木こりのジレンマとは、今使ってるボロい斧を研いだり交換したりすればいいのに「木を切るのに忙しいんだ!」と言ってそうしないさまを指す言葉です。つまり単に仕事に費やすのではなく、その道具や手段や考え方を何とかする視点にも立ちましょうという教訓です。
定型発達はアロセントリック的ゆえに、このような視点に立つのが難しいです。特に日本は文化的に現行踏襲しがち、かつ平等や公平の名のもとに単一的な規範を指向しがちですし、そもそも資本主義(特に大きな組織の運営)自体が多数の駒をいかに安くこき使って搾取するかゲームでもあるのでなおさらディストピアになりがちです。
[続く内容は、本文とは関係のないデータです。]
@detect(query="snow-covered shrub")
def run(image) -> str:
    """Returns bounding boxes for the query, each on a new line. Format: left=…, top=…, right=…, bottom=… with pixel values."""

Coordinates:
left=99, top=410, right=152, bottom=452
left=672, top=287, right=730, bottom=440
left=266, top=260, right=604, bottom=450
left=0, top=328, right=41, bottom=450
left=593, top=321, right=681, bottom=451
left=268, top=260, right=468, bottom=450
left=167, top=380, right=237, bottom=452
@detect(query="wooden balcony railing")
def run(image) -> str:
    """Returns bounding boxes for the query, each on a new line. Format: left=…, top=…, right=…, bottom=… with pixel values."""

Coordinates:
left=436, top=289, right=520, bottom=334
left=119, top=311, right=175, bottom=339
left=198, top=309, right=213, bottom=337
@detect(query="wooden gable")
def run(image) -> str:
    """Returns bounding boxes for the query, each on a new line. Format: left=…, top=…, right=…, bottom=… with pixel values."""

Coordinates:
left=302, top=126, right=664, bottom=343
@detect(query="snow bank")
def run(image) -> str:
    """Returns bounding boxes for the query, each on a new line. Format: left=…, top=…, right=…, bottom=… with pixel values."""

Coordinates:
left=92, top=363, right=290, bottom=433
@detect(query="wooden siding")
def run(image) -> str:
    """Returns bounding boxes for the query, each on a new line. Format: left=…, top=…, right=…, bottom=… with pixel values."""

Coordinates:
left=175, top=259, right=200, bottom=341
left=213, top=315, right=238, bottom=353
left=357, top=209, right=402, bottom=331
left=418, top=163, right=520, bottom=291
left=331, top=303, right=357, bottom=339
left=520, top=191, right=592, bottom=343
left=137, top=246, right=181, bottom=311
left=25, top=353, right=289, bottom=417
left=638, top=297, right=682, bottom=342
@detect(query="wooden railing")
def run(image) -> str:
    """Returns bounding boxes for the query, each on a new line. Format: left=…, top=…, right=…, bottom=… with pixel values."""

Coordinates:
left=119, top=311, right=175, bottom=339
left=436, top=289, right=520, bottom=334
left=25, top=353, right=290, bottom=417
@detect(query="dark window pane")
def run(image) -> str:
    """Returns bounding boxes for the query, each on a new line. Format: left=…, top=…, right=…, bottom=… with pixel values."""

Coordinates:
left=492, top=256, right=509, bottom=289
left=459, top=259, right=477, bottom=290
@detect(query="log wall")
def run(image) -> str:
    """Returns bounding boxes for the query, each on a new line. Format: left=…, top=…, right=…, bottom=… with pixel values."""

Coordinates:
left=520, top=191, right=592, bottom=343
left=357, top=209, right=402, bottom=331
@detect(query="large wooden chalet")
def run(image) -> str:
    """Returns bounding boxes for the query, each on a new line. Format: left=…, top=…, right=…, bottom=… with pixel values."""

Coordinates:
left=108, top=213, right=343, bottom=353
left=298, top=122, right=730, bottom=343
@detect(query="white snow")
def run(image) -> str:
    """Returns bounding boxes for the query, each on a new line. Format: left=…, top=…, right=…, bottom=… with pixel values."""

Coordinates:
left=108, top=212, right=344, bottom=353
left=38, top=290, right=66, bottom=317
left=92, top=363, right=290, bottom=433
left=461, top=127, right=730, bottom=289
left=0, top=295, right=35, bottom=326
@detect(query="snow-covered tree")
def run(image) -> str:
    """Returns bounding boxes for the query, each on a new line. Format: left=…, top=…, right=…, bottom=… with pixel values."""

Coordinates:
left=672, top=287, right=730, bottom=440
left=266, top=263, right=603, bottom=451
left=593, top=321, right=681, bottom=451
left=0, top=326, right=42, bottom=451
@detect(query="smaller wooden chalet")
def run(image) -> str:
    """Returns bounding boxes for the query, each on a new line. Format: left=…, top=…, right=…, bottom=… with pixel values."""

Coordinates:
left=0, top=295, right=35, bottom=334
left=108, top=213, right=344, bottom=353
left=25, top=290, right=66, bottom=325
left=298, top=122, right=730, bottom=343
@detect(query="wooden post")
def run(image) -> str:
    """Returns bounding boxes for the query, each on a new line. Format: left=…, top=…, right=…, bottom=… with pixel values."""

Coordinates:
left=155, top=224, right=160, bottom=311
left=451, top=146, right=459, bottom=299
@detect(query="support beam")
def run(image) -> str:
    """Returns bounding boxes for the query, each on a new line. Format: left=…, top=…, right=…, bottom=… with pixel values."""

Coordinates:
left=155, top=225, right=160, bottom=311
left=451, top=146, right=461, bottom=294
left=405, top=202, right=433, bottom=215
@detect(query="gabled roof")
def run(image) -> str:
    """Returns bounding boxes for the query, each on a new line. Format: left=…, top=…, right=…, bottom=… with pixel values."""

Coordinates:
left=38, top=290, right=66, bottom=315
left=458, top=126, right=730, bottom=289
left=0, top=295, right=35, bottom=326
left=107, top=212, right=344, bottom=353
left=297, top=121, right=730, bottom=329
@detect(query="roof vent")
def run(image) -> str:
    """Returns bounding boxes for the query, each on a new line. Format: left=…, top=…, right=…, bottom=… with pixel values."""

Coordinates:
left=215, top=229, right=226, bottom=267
つまり環境そのものが「斧で木を切るべき」に染まっており、アロセントリックなのでそれに從ってしまいます。
逆に ASD はエゴセントリック的なので、斧自体を何とかするとか、斧で木を切る人間のやり方を変えるといった目線に立ちやすいです。
このように向き不向きがあります。ですので、ASD 部下には斧自体の話に詳しくなってもらい、その結果を解説してもらえばいいのです。結果を受けてどうするかは、マネージャーであるあなたが決めればいい。少なくともアロセントリック的で木を切ることしか能のない状態よりはマシです。ヒントに溢れています。無論、結果のクオリティもピンキリですが、そこは仕事と同様、経験と議論で成長します。
最大のハードルは、ASD 部下がつくったシーズを評価する時間と能力がマネージャー側にない ことですが、これもマネージャー側が成長すれば済むことです。ASD 部下にシーズの仕事を与える、つまりシーズの仕事にリソースを費やすことで、実際にお金その他リソースがかかっていることになりますので腹をくくれます。
経験的に、マネージャー以上の人の大半は思っている以上に視野狭窄的で、今いる会社という環境に染まりきっており融通が利きません(だからこそ会社で最適な立ち回りができるのですが)。ASD 部下に遭遇したとしても、自分で ASD について調べて、事例も拾って、自分なりに考えれば対処や戦略は思いつくでしょう。1日30分、2週間もかければできるでしょう。その程度もしないのです。できないのではなく、しない。染まりすぎているせいで、やるという発想を持てない。別に批判しているわけではなく、アロセントリック的なのでそういうものです。
というわけで、シーズの追求と、それを ASD 部下に任せているということにはそれなりに価値があるのではないでしょうか。